本発明は、平坦化膜を有する有機EL素子に関する。
特許文献1及び2には、基板上に、第1電極、有機発光層、第2電極が順に積層された有機EL素子が開示されている。このような有機EL素子の場合、有機発光層を覆うように封止膜(保護膜)が形成される。この封止膜は、樹脂等からなる。封止膜は、一定の厚さ以上(例えば、1μm以上)に構成することによって、水分等により容易に劣化する有機発光層を保護することができる。
特許文献1の有機EL素子の製造方法では、第1電極、有機発光層及び第2電極を順に積層する。その後、印刷法や液状の樹脂を滴下(ディスペンス法)することによって、上面全体を覆うように封止膜を構成する樹脂膜を成膜する。
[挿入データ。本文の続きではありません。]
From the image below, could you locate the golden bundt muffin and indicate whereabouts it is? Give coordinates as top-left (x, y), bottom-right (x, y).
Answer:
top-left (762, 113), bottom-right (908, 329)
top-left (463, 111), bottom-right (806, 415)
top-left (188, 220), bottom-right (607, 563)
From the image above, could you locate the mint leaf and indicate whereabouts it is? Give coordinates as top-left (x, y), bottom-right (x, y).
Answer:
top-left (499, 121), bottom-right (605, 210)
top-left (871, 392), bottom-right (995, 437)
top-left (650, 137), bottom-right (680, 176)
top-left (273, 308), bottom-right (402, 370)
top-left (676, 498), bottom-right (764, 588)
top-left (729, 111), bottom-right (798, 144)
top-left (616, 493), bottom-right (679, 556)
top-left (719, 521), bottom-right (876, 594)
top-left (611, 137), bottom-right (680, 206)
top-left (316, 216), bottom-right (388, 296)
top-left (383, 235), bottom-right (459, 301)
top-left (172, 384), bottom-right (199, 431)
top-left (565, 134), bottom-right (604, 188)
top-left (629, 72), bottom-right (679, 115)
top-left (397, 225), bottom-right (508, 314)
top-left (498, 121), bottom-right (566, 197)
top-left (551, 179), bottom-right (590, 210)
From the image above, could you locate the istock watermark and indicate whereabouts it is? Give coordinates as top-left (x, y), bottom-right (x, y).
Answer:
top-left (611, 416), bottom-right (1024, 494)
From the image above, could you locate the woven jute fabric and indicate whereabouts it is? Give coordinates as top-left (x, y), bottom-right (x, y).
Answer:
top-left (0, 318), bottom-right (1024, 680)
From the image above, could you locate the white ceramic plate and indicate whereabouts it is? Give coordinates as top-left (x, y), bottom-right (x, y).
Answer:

次に、Oプラズマによって、封止膜の一部を除去する。これにより、第1電極の一部を露出させて、露出した第1電極を外部端子として使用する。
特開2007−73397号公報 特開2007−242313号公報
しかしながら、上述した有機EL素子では、一度上面全体に樹脂膜を形成した後、樹脂膜の一部をOプラズマによって除去して封止膜を形成している。このため、有機EL素子の製造工程が複雑になるといった課題がある。
本発明は、上述した課題を解決するために創案されたものであり、製造工程を簡略化できる有機EL素子を提供することを目的としている。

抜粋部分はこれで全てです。